Sun in February introduced the Sun Grid, which lets users access compute resources—including both Suns UltraSPARC systems and servers running on Advanced Micro Devices Inc.s Opteron processors hosted in several global data centers—for $1 per CPU hour and the Sun Grid storage utility.
Aisling MacRunnels, senior director of utility computing for Sun, said the program has grown more quickly than the vendor had expected.
“Theres been enough interest from large institutions that weve been having a hard time keeping up with that interest,” MacRunnels said.
That demand from larger institutions has forced Sun, of Santa Clara, Calif., to push back until next month retail access to the grid, she said.
However, the key for continued growth of the grid initiative will come from ISVs and developers, who fuel the development of intellectual property that can be used there, MacRunnels said. “Unless you have a community of developers and a community of ISVs, you cant really be a leader in IT,” she said.
At the grid show, Sun is unveiling the Sun Grid Readiness Program, where ISVs can access the necessary resources to port and build applications based on Suns grid technologies. The resources include Suns N1 product family and the Sun Grid Rack System—Opteron-based Sun Fire servers that are preloaded with the Solaris 10 operating system to enable end users to quickly create a grid computing environment. Sun developed the rack system as a way of helping users ease into grid computing.

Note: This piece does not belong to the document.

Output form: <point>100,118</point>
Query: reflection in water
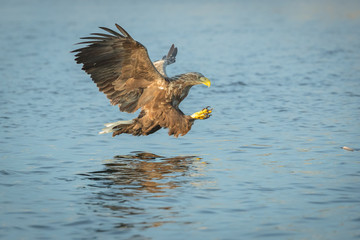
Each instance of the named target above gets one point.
<point>140,184</point>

Other resources include Suns Grid Toolkit, containing everything from downloads to Web-based training sessions, and a catalog of available solutions based on the Sun Grid.
In addition, Sun is unveiling the Sun Grid Developer Community, which gives developers the tools needed to develop commercial applications for the grid as well as areas to collaborate with peers and exchange codes and ideas. Initially, the program will grant qualified developers up to 100 CPU hours on the grid for creating applications, MacRunnels said.
The idea of offering compute resources as a service is one being pursued by several companies, including Sun rivals such as IBM. With the Sun Grid, customers can access the grid via credit cards, then develop their applications or complete their projects. Once theyre done, they can get off the grid, and are billed $1 for every CPU hour used.